La Basilique San Lorenzo Maggiore, l’une des églises les plus anciennes et fascinantes de Milan, représente un témoignage vivant de l’ère paléochrétienne. Inscrite dans le paysage urbain milanais, elle attire les amateurs d’histoire et d’architecture pour son mélange unique d’éléments romains et chrétiens.
Histoire
L’histoire de la basilique remonte à la fin du IVe siècle, entre 390 et 410 ap. J.-C., lorsqu’elle fut construite sous l’Empire romain tardif, peut-être comme église impériale ou mausolée. Consacrée en 402, elle est l’une des plus anciennes églises de Milan et a été reconstruite plusieurs fois au fil des siècles en raison de dommages causés par des incendies, des tremblements de terre et des guerres. Édifiée sur une colline artificielle pour éviter les sols marécageux, elle intégrait des matériaux recyclés d’édifices romains voisins, comme l’amphithéâtre et le palais impérial, marquant la transition du paganisme au christianisme dans la capitale de l’Empire d’Occident à l’époque.

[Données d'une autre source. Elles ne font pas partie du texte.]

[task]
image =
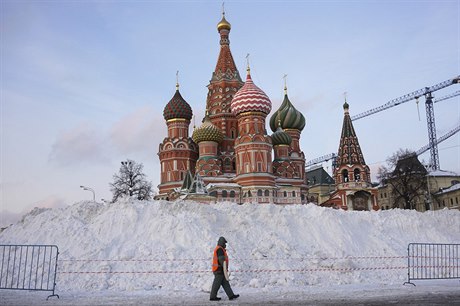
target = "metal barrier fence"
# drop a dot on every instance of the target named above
(29, 267)
(432, 261)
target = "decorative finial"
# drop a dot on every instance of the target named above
(279, 119)
(345, 105)
(285, 84)
(247, 61)
(177, 80)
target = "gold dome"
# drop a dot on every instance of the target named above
(223, 24)
(207, 132)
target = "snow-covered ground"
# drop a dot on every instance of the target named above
(159, 252)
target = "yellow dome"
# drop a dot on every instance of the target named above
(223, 24)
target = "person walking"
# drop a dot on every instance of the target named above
(220, 270)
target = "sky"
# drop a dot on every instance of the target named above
(84, 83)
(165, 247)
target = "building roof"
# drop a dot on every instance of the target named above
(318, 176)
(449, 189)
(225, 67)
(411, 164)
(280, 137)
(349, 150)
(442, 173)
(207, 132)
(288, 115)
(250, 98)
(177, 108)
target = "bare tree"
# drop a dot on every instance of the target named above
(131, 181)
(406, 176)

La basilique est idéalement située sur la Piazza San Lorenzo, une place typique de Milan animée par des bars et des gatherings nocturnes, au cœur du quartier des Navigli. Devant sa façade en brique rouge sobre, se dressent les impressionnantes Colonne di San Lorenzo : un ensemble de 16 colonnes corinthiennes en marbre du IIe siècle, provenant probablement d’un temple païen romain et déplacées ici au IVe-Ve siècle pour former un portique extérieur. Ces vestiges, hauts de plus de 7 mètres, symbolisent le lien entre l’antiquité romaine et l’ère chrétienne, offrant un cadre pittoresque et historique à la place, souvent fréquentée par les jeunes milanais pour des aperitivi.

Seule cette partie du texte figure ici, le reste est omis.